Em Confissões de um homem livre, Luiz Alberto Mendes revisa os anos de cadeia e investiga tudo aquilo que espera seu personagem fora das grades

Romances sobre prisão são raridade no Brasil. Se na área de não ficção ainda podemos encontrar livros como Carandiru, de Drauzio Varella, quando se trata de ficção a prateleira fica quase vazia. Num limiar entre a ficção e a autobiografia, temos volumes com as memórias de Graciliano Ramos e, mais recente, a vigorosa obra de Luiz Alberto Mendes. Com o autobiográfico, Confissões de um homem livre (Companhia das Letras),  lançado este mês, o escritor retorna ao tema do universo carcerário e produz um relato cru, violento e, muitas vezes, angustiante.

A história cobre os últimos dez anos em que o narrador cumpriu pena. Em 1994, ele já está na cadeia, em São Paulo, há 22 anos e, no regime semiaberto, trabalha fora da prisão. Acaba conhecendo uma mulher mais jovem, Irismar, com quem se casa e tem dois filhos. À espera da liberdade condicional, sonha com trabalho e uma família. Para o bandido de meia-idade, o crime já não oferece emoção, é o sentimento de derrota que o acompanha nas vezes em que fracassa em se manter recuperado. Mas não é fácil, e uma série de incidentes o lança de novo na crueldade do sistema prisional.

A vida na cadeia costuma render bons personagens. Hannibal Lecter (O silêncio dos inocentes) e Edmond Dantès (O conde de Monte Cristo), por exemplo. Já o americano Edward Bunker é o mais bem-sucedido caso de escritor-presidiário. Produziu na cadeia Fábrica de animais, talvez o melhor romance sobre o cárcere. O autor de Confissões de um homem livre percorre trajetória parecida à de Bunker. Preso na juventude, cumpriu pena por 32 anos até ser libertado, em 2004. Na cadeia, escreveu e lançou três livros de ficção. É colunista da Trip desde 2002. 

Um dos presídios que o narrador frequenta é o temido Complexo do Carandiru, hoje desativado. É ali que se passam os momentos mais fortes.
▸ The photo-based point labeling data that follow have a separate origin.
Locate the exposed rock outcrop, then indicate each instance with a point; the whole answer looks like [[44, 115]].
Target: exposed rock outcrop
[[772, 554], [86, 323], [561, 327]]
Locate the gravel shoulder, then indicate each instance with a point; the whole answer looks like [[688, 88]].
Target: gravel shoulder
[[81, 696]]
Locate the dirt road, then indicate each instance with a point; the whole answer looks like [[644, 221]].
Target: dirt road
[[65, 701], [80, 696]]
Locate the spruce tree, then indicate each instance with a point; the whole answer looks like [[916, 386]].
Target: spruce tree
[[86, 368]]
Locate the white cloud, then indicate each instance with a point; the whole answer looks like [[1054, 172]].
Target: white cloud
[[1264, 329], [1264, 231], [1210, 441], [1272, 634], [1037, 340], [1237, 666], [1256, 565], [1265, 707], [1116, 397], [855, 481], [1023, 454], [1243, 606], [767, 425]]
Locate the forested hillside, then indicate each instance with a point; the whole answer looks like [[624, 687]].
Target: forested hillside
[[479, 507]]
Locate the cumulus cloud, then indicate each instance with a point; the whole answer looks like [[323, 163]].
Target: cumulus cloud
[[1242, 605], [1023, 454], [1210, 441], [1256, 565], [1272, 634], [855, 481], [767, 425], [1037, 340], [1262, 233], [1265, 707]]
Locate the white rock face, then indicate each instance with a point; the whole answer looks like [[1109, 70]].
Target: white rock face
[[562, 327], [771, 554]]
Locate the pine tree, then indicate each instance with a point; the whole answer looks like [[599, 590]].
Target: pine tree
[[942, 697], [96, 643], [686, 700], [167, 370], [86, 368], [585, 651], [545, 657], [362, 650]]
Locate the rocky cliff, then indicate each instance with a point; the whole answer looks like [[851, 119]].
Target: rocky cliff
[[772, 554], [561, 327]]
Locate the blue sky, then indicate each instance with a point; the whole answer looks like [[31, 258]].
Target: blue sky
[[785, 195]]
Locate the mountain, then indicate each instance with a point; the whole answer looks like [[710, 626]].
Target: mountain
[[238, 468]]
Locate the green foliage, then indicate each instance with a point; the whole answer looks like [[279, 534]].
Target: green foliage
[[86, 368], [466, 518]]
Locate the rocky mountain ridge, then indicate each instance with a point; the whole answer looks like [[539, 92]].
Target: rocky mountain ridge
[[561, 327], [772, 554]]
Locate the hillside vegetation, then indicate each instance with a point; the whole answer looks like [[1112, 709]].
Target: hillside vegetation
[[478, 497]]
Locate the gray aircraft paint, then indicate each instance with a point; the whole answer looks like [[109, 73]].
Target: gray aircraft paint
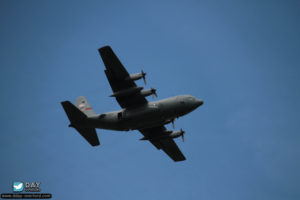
[[153, 114]]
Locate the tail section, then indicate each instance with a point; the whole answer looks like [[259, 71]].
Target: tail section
[[84, 106], [77, 119]]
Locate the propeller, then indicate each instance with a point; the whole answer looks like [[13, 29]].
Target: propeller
[[173, 125], [144, 76], [154, 94], [182, 134]]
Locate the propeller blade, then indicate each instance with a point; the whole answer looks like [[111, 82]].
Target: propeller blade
[[173, 125], [154, 94], [144, 76], [182, 134]]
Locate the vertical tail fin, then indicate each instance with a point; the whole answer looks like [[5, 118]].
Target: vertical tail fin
[[84, 106]]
Entre decapitações e abusos diários, ele encontra sua redenção pessoal em um inferno ao qual poucos sobrevivem. Contados de forma seca e direta, os episódios são fortes, intensos. Alguns geram revolta pelos abusos e pela indiferença geral com a morte.  

Com uma escrita rápida e nervosa, a força de Mendes está no mundo assustador que revela.  Conhecê-lo faz da leitura uma experiência perturbadora.